To tell you the honest truth, I was kind of mad about the whole thing. This was not the experience I want from a massage. Except it was the experience I needed and that idea makes me even more angry because I’m stubborn and obstinate. I am compartmentalized and I knew that letting go of whatever that was in the back of my heart was going to leave an empty space. Then what? I can’t have empty spaces. Everything has a place; see the whole unpacking ritual at the beginning of this entry. I’m not good with empty spaces, but creating this space right at the beginning of camp was actually a really good thing to do because I filled that space with laughter. There was one moment when Amani and I were sitting next to each other around the campfire and someone was telling a ghost story. I don’t know what was said, but something set the two of us off into a fit of giggles so severe that I truly expected my mother to appear between us to angry whisper “Do I need to separate you two?!?” I pulled my blanket over my head and tears streamed down my face because I was laughing so hard. I don’t think I’ve laughed so hard and so much since Chris was alive.
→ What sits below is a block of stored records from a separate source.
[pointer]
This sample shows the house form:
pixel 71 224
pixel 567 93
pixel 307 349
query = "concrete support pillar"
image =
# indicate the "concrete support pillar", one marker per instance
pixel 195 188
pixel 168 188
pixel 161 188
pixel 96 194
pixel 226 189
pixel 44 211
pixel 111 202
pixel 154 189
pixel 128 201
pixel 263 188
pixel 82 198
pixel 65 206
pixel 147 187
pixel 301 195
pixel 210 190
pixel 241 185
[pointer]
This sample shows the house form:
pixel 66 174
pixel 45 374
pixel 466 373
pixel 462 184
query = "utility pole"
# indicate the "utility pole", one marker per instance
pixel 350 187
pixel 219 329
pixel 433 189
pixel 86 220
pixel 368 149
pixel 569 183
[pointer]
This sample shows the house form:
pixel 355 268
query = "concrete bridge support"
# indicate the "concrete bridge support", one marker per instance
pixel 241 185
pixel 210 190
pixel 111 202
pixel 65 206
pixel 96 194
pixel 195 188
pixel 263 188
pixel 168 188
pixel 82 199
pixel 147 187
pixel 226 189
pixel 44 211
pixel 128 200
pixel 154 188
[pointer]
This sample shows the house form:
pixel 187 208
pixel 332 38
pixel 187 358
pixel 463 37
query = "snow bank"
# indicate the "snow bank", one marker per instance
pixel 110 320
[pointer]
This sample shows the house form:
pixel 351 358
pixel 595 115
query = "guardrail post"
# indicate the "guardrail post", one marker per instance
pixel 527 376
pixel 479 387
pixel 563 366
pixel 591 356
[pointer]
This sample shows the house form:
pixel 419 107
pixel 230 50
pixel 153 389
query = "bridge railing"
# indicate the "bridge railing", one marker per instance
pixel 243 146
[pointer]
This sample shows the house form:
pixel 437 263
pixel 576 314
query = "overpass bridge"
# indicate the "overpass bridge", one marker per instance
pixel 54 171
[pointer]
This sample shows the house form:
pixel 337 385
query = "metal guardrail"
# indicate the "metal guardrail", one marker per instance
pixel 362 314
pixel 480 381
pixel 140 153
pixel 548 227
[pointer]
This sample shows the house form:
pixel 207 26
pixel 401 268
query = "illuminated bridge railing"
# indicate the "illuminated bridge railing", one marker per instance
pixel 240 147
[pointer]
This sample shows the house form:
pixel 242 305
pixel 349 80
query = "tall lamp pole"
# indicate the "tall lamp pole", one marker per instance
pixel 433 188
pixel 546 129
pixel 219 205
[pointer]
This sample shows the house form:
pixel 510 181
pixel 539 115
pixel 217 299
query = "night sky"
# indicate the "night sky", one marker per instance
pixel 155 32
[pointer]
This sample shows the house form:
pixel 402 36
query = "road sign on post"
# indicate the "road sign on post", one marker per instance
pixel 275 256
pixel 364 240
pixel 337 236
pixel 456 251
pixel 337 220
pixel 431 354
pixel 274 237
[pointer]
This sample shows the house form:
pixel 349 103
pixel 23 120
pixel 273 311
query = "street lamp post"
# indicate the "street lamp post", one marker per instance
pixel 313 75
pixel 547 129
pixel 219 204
I don’t think I’ve laughed so hard and so much since Chris was alive.

That sentence was worth repeating because it will be ten years in February since Chris’s passing. On one hand, ten years feels like a blink. On the other hand, ten years is a fucking long time to go without that kind of laughter. I’m not saying that my life has been void of laughter all this time. I just went from daily bouts of it to scattered moments of laughter. That’s a little hard to admit. I don’t laugh like I used to and that’s a shame. Now that I’ve unpacked that bit of emotional baggage, I’ve got to find a place for the contents of that knowledge. I don’t want to fill my empty spaces with trash. I want to fill those spaces up with ridiculous giggles and the kind of laughter that leaves you gasping for air. I’m working on some goals. Goals for, hopefully, a healthier me and part of that healthier me includes daily bouts of laughter.